How can I save a filtered pyshark FileCapture to a new pcap file?

Question

I have a program that can scan a pcap file using pyshark.FileCapture and then print the filtered packets.

I want to save those packets to a new pcap file.

Code:

import pyshark
import os
import sys
from scapy.all import *

def save_to_pcap(cap, filename):
    new_cap = PcapWriter(filename, append=True)

    for packet in cap:
        new_cap.write(packet.get_raw_packet())
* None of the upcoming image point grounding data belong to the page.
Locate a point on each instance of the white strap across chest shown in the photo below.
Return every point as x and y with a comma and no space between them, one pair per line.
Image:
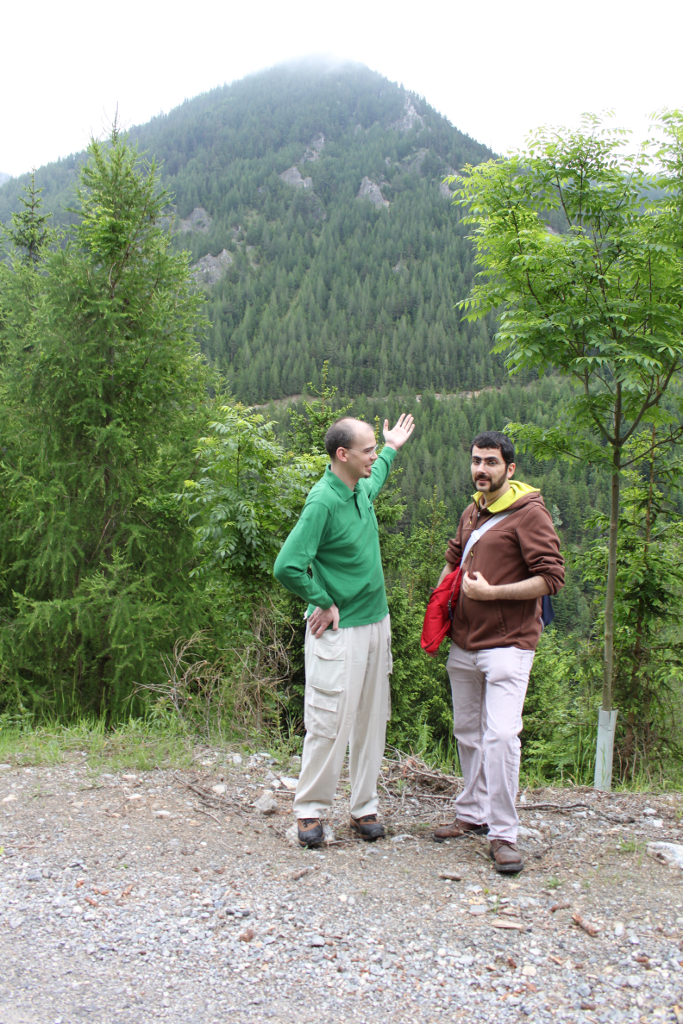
476,535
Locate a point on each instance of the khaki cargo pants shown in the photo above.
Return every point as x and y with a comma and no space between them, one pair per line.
347,704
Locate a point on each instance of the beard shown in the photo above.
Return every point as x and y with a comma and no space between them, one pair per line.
489,481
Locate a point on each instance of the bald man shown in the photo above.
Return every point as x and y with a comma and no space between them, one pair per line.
348,633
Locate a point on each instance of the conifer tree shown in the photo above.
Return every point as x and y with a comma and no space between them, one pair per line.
101,388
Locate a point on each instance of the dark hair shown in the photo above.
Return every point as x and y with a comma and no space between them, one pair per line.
340,434
494,438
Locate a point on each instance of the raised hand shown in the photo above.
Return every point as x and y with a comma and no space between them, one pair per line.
397,436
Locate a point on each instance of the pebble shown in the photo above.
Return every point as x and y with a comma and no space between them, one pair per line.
266,804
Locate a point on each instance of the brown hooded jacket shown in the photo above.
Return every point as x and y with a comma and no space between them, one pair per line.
522,545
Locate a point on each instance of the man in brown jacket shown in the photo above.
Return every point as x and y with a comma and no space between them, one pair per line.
513,561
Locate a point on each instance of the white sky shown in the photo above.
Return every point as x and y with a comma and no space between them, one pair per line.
495,69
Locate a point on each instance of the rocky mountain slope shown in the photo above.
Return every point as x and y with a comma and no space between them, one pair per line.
319,193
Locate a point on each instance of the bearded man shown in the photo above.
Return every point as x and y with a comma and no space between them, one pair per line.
513,563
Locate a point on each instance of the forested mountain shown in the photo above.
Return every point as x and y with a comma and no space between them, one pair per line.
322,188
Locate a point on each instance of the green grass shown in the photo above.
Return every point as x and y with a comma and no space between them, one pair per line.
133,744
137,744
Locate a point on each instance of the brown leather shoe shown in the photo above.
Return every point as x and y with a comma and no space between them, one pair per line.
458,828
507,858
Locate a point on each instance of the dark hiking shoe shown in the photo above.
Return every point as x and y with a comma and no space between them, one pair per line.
457,829
368,827
310,832
507,858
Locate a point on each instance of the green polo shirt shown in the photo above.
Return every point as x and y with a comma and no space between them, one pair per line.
337,538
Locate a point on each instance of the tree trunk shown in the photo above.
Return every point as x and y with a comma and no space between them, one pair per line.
608,663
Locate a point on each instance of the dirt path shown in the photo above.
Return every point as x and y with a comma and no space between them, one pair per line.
129,898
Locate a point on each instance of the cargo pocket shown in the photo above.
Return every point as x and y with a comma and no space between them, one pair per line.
325,684
389,671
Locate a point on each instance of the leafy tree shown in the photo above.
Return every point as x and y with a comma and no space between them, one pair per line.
102,393
601,301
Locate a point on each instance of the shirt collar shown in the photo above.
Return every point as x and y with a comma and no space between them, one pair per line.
333,481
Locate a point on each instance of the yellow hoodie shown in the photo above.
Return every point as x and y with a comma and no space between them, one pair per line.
517,488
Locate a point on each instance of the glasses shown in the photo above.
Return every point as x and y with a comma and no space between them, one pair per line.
365,451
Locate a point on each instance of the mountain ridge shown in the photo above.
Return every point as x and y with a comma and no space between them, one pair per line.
314,197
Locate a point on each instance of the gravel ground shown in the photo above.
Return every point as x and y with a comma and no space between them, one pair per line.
129,897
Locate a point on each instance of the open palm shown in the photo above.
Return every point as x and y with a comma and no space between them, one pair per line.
397,436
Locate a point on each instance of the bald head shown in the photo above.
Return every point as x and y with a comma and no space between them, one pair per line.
346,433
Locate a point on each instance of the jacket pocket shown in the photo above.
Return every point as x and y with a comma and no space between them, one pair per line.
325,684
501,624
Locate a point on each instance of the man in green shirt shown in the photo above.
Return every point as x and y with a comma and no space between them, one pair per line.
348,634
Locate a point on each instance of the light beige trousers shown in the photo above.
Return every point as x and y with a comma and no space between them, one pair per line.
488,689
347,704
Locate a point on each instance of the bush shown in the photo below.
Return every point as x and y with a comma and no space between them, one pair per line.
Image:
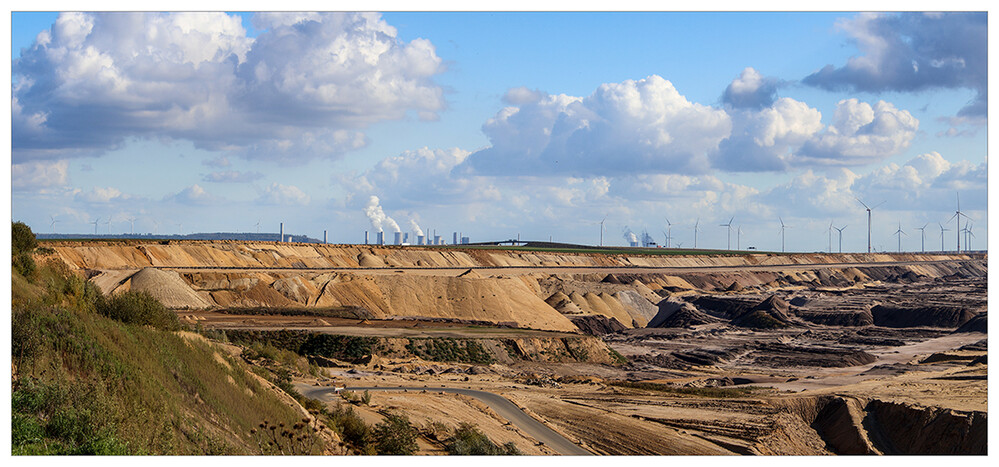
138,308
353,429
395,436
22,239
469,441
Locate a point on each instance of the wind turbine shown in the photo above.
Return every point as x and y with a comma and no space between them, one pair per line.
669,232
868,221
922,236
602,231
899,232
958,215
840,229
830,236
782,227
695,232
729,226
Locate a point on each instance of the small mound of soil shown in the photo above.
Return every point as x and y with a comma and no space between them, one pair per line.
980,323
893,316
597,325
470,274
368,260
168,288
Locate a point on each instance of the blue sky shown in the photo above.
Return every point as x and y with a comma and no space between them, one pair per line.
495,124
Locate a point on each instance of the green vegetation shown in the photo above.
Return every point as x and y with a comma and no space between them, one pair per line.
307,343
450,350
722,392
395,436
469,441
97,376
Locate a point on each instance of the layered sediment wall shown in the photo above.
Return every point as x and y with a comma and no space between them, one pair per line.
536,290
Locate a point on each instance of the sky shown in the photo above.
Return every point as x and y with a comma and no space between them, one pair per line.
499,124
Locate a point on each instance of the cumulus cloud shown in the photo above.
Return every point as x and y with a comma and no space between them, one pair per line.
101,195
38,175
194,195
750,90
628,126
280,194
767,138
232,176
303,88
860,134
913,52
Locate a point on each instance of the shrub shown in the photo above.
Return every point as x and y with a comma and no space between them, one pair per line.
22,239
469,441
353,429
395,436
138,308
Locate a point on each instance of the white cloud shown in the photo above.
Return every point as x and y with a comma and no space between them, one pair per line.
861,134
194,195
38,175
280,194
302,89
232,176
629,126
101,195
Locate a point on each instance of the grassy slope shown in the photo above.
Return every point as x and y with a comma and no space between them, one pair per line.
90,384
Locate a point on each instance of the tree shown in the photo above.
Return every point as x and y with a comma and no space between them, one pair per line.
395,436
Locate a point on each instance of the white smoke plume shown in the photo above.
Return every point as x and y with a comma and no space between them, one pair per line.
379,220
416,227
630,236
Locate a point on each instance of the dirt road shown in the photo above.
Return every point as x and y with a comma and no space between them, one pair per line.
498,403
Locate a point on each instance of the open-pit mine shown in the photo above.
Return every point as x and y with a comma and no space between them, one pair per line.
611,353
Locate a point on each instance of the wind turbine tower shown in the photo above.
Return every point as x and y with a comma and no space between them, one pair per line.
899,232
729,226
868,221
922,236
840,229
669,232
782,227
958,215
695,231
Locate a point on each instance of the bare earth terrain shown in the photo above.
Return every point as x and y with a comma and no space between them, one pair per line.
806,354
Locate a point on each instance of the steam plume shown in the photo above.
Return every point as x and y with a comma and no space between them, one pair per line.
379,220
416,227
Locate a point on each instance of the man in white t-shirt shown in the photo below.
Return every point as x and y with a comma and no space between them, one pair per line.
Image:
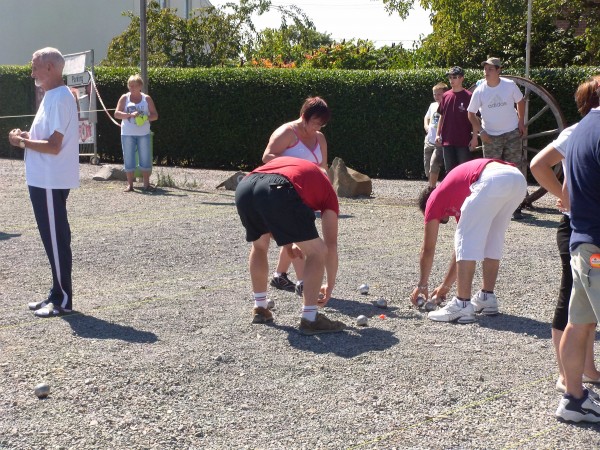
52,169
433,157
501,126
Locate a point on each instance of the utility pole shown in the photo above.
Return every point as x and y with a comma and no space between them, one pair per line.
143,45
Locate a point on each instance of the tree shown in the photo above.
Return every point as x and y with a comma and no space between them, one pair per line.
465,32
211,37
361,54
288,45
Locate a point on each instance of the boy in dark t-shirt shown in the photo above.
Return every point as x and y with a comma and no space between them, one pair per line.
454,127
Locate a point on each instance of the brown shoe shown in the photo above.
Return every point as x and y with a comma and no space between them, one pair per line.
261,315
321,325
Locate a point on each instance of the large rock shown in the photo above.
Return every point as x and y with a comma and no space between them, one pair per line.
231,183
110,173
348,182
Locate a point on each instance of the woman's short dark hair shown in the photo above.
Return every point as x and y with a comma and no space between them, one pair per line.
315,107
424,196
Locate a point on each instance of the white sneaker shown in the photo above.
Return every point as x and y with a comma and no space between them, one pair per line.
454,312
577,410
486,304
560,387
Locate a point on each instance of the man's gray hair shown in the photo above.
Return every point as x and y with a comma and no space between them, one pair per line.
51,55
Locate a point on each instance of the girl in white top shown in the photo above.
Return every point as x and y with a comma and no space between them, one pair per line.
136,110
301,138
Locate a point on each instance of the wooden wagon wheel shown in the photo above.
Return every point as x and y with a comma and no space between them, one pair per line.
545,122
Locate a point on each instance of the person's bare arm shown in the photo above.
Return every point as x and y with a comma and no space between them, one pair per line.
281,139
152,112
541,169
52,145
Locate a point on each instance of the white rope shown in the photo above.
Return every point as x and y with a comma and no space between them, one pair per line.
102,103
33,115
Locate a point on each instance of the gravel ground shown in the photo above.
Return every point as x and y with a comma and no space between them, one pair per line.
161,353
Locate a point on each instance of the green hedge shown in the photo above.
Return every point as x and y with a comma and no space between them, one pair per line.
17,98
222,118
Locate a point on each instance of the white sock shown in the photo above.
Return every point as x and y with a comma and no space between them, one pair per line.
309,313
260,299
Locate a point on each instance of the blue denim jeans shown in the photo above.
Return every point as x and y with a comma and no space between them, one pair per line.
140,143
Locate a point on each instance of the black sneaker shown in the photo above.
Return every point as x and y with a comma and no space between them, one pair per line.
583,409
283,282
261,315
34,306
321,325
518,215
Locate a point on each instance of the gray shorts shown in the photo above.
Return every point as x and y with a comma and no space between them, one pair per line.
432,158
585,296
507,147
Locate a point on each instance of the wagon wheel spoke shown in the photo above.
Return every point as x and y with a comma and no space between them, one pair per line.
537,115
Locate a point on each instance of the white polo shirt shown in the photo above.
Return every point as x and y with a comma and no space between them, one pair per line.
57,112
497,106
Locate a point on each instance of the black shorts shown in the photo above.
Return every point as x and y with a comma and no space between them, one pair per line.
268,203
561,313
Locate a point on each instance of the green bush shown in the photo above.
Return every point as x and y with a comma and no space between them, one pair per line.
222,118
17,98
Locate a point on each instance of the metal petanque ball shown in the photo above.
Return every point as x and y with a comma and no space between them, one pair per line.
430,306
362,321
381,303
42,390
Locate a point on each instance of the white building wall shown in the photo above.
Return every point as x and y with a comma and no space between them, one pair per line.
70,25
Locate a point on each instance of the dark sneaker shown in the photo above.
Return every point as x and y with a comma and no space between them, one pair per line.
50,310
34,306
261,315
560,387
484,303
583,409
283,282
321,325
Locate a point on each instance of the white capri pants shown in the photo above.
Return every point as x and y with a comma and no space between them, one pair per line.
486,213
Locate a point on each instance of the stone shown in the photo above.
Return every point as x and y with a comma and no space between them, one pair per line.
348,182
231,183
362,321
42,390
107,173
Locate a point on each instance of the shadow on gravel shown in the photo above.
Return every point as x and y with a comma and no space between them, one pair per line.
516,324
7,236
91,327
218,203
354,308
345,344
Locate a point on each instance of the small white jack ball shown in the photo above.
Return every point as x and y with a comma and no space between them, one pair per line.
42,390
430,306
362,321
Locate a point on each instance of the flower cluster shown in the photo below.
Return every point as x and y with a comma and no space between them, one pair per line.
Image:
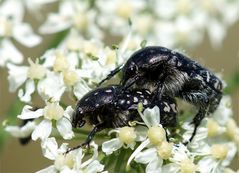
85,55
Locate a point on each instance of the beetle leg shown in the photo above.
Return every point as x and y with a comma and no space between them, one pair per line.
112,74
89,138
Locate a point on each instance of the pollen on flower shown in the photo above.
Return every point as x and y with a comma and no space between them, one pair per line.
64,160
219,151
70,77
5,28
35,71
165,150
231,129
127,135
187,166
110,56
213,128
90,48
73,44
124,9
61,63
156,135
80,21
53,111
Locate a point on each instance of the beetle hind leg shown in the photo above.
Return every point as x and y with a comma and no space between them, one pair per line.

def load_pcap(filter_str, path):
    cap = pyshark.FileCapture(path, display_filter=filter_str)
    return cap

def main():
    cap = load_pcap('http', 'file.pcap')
    cap
    save_to_pcap(cap, 'results.pcap')

main()

I tried using scapy, but save_to_pcap() function does not work and this exception pops up:

Traceback (most recent call last):
  File "SharkAn.py", line 116, in <module>
    main()
  File "SharkAn.py", line 108, in main
    save_to_pcap(cap, filename)
  File "SharkAn.py", line 81, in save_to_pcap
    pcap = rdpcap(cap)
  File "C:\Users\Gal\AppData\Local\Programs\Python\Python37\lib\site-packages\scapy\utils.py", line 860, in rdpcap
    with PcapReader(filename) as fdesc:
  File "C:\Users\Gal\AppData\Local\Programs\Python\Python37\lib\site-packages\scapy\utils.py", line 883, in __call__
    filename, fdesc, magic = cls.open(filename)
  File "C:\Users\Gal\AppData\Local\Programs\Python\Python37\lib\site-packages\scapy\utils.py", line 914, in open
    magic = fdesc.read(4)
AttributeError: 'FileCapture' object has no attribute 'read'

Answer 1

Just did exactly what you want:

cap = pyshark.FileCapture('path.pcap', display_filter=filter_str, output_file='path_to_save.pcap')
cap.load_packets()

And this will save packets to 'path_to_save.pcap'

This method will loade captured file to memory. So scapy is not needed.